It’s not just the younger politicos who want to get past Hilliard’s Jackson-era rhetoric. The old talk doesn’t sit well with younger black professionals and intellectuals, either. Debra J. Dickerson, in her provocatively titled The End of Blackness, argues that it’s time to throw off the crude groupthink that de- fines “real blacks” as disenfranchised victims of white power. “Blackness is collapsing under the weight of its own contradictions, just as overt racism did,” Dickerson writes. In the same vein, John McWhorter of the Manhattan Institute argues in Authentically Black that a conception of identity that dismisses middle-class blacks as inauthentic is fatally limited.
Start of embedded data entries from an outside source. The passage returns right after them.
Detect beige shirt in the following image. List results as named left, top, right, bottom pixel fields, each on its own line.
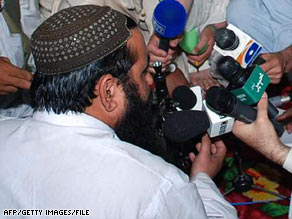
left=39, top=0, right=229, bottom=79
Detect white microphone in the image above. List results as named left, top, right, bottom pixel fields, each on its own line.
left=172, top=85, right=234, bottom=138
left=269, top=93, right=292, bottom=107
left=209, top=23, right=264, bottom=86
left=172, top=85, right=203, bottom=111
left=214, top=23, right=263, bottom=68
left=202, top=100, right=235, bottom=138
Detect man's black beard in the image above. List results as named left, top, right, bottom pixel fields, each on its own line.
left=114, top=82, right=166, bottom=157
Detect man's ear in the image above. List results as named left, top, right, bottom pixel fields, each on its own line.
left=97, top=74, right=119, bottom=112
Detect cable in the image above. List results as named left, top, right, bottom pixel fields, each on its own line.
left=230, top=199, right=284, bottom=206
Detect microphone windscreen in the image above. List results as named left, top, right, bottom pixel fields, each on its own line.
left=205, top=86, right=232, bottom=114
left=172, top=85, right=197, bottom=110
left=164, top=110, right=210, bottom=143
left=215, top=28, right=239, bottom=50
left=152, top=0, right=187, bottom=38
left=217, top=56, right=240, bottom=81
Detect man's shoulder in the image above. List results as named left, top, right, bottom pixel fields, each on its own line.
left=115, top=139, right=189, bottom=184
left=0, top=115, right=28, bottom=126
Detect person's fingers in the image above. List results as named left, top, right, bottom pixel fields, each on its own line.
left=191, top=52, right=209, bottom=65
left=150, top=47, right=167, bottom=57
left=189, top=152, right=196, bottom=162
left=260, top=54, right=273, bottom=72
left=277, top=113, right=287, bottom=121
left=5, top=76, right=32, bottom=90
left=195, top=142, right=202, bottom=152
left=193, top=38, right=207, bottom=55
left=147, top=67, right=156, bottom=75
left=149, top=56, right=169, bottom=67
left=12, top=69, right=33, bottom=81
left=201, top=78, right=211, bottom=91
left=0, top=62, right=33, bottom=87
left=277, top=109, right=292, bottom=121
left=259, top=53, right=270, bottom=60
left=268, top=75, right=281, bottom=84
left=188, top=57, right=199, bottom=67
left=200, top=134, right=211, bottom=154
left=213, top=140, right=227, bottom=157
left=257, top=92, right=269, bottom=120
left=169, top=38, right=180, bottom=47
left=191, top=80, right=199, bottom=87
left=165, top=58, right=172, bottom=66
left=188, top=57, right=194, bottom=64
left=0, top=85, right=18, bottom=93
left=148, top=42, right=167, bottom=57
left=211, top=144, right=217, bottom=155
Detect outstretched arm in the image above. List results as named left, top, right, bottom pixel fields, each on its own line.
left=232, top=93, right=290, bottom=166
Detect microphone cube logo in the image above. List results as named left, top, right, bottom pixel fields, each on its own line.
left=219, top=121, right=228, bottom=135
left=203, top=101, right=234, bottom=137
left=237, top=40, right=262, bottom=68
left=231, top=65, right=270, bottom=105
left=152, top=17, right=166, bottom=36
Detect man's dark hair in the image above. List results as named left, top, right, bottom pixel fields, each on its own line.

After all, both authors agree, it hardly makes sense to imagine a single identity for almost 40 million black Americans living, as they do, in geographically, culturally, and economically diverse circumstances. Certainly more blacks are living in Obama’s America than in Hilliard’s: according to a 2004 Harris poll, 61 percent say that they are “very satisfied with their lives,” more than half indicate that their lives improved last year, and—get this—86 percent are optimistic about the next five years.
It also includes some digs at Jesse Jackson. Can't beat that.
Of course, Hymowtiz doesn't do more than touch on the problems in the black ghetto, but I think this emerging, less race-conscious, black middle class might be the path out. For all his many gifts, which I'm sure Rico will elaborate on, Tupac might not be the best role model for a social group.
*Damn I'm jealous at "Razzia the Roof." I couldn't for the life of me think of pun other than Papa Razzia, a play on one of Benedict's nicknames before he was elected. Somehow I didn't think that quite fit.